Given a sequence $u_n\in BV(\Omega)$ and $u\in BV(\Omega)$, where $\Omega\in R^n$ is open. We assume $u_n\to u$in $L^1_{loc}(\Omega)$ and we also assume that $$ \lim_{n\to\infty}|D u_n|(\Omega)=|Du|(\Omega).$$
Now, give another open set $V\subset \Omega$, we want to prove $$ \lim_{n\to\infty}|D u_n|(V)=|Du|(V)$$ given that $|Du|(\partial V \cap \Omega)=0$.
I don't know where should I get start. A hint would be very useful!
This follows more-or-less from definitions.
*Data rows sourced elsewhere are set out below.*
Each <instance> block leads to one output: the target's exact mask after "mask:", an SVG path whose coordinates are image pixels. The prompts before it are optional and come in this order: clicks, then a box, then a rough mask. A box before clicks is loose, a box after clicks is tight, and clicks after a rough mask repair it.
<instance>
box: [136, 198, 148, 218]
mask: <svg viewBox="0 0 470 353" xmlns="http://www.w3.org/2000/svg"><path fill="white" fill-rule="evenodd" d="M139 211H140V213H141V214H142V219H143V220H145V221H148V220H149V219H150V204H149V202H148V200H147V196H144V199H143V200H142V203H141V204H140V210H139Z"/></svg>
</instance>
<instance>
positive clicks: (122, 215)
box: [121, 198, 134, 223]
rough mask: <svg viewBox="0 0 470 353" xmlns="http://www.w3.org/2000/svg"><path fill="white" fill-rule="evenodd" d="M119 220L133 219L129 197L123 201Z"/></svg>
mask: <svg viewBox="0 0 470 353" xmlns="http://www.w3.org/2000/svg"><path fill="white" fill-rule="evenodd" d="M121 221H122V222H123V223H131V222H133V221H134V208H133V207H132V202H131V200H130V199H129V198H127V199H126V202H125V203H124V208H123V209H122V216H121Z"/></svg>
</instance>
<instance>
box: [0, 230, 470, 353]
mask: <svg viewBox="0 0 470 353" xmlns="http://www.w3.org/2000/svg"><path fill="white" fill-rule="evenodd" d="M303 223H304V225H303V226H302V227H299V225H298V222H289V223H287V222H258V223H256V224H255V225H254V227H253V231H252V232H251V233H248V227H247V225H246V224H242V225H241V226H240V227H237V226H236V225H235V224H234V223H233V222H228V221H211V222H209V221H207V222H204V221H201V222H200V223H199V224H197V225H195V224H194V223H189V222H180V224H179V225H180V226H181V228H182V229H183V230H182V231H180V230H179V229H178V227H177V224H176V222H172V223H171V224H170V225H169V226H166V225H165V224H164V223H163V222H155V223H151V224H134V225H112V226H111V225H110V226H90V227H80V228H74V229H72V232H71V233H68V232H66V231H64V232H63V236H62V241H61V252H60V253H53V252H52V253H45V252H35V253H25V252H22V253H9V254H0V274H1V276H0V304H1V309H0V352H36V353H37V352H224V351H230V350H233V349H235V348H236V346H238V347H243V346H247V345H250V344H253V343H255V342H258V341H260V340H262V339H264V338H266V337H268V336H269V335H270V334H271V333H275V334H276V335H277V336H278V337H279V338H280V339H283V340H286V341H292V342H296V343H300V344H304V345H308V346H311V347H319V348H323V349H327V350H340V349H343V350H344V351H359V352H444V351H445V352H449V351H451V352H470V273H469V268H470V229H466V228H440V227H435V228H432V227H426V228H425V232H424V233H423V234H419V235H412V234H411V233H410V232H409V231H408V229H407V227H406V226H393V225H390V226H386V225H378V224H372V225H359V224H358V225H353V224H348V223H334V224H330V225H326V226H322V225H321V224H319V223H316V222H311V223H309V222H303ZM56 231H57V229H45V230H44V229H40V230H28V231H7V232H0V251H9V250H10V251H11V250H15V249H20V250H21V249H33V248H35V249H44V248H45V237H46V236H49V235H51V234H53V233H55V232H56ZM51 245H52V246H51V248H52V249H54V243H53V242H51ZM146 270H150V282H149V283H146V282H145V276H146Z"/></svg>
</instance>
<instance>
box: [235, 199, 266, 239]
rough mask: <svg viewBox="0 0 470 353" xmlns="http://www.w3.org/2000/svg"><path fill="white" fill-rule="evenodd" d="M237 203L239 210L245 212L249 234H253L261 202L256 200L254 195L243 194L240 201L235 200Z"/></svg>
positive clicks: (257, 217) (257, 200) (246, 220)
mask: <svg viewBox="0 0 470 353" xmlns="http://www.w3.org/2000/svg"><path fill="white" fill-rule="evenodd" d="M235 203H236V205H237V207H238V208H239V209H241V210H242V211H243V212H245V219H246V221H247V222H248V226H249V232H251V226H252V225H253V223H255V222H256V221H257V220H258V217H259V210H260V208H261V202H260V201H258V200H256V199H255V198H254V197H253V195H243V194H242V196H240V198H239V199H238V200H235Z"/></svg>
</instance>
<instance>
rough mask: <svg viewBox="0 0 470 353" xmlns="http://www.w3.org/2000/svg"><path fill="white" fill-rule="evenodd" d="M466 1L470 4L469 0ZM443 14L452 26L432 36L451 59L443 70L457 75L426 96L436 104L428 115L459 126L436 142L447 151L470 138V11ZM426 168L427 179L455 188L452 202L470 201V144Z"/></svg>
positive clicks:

The variation of a function $u \in L^1_{\rm loc}(\Omega)$ is the quantity $$|Du|(\Omega) = \sup \left\{ \int_\Omega u\ {\rm div\, }v \, dx: v \in C_0^\infty(\Omega;\mathbb R^n),\ |v| \le 1 \right\}.$$ Thus if $u_k \to u$ in $L^1_{\rm loc}(\Omega)$ you have $$ \int_\Omega u\ {\rm div\, }v \, dx = \lim_{k \to \infty} \int_\Omega u_k\ {\rm div\, }v \, dx \le \liminf_k |Du_k|(\Omega)$$ whenever $v \in C_0^\infty(\Omega;\mathbb R^n)$ and $|v| \le 1$. Take the sup over all such $v$ to get $$|Du|(\Omega) \le \liminf_k |Du_k|(\Omega).$$ Similarly, if $V \subset \Omega$ is open you have $$|Du|(V) \le \liminf_k |Du_k|(V) \quad \text{and} \quad |Du|(\Omega \setminus \overline V) \le \liminf_k |Du_k|(\Omega \setminus \overline V).$$
Now suppose that $u_k,u \in BV(\Omega)$ and that $|Du_k|(\Omega) \to |Du|(\Omega)$. Then \begin{align*}\limsup_k|Du_k|(V) + |Du|(\Omega \setminus \overline V) &\le \limsup_k|Du_k|(V) + \liminf_k |Du_k|(\Omega \setminus \overline V) \\ &\le \limsup_k \left( |Du_k|(V) + |Du_k|(\Omega \setminus \overline V) \right) \\ &\le \limsup_k |Du_k|(\Omega) \\ &= |Du|(\Omega).\end{align*} But $$ |Du|(\Omega) = |Du|(V) + |Du|(\Omega \setminus \overline V) + |Du|(\Omega \cap \partial V)$$ so that $|Du|(\Omega \cap \partial V) = 0$ implies $$\limsup_k |Du_k|(V) \le |Du|(V).$$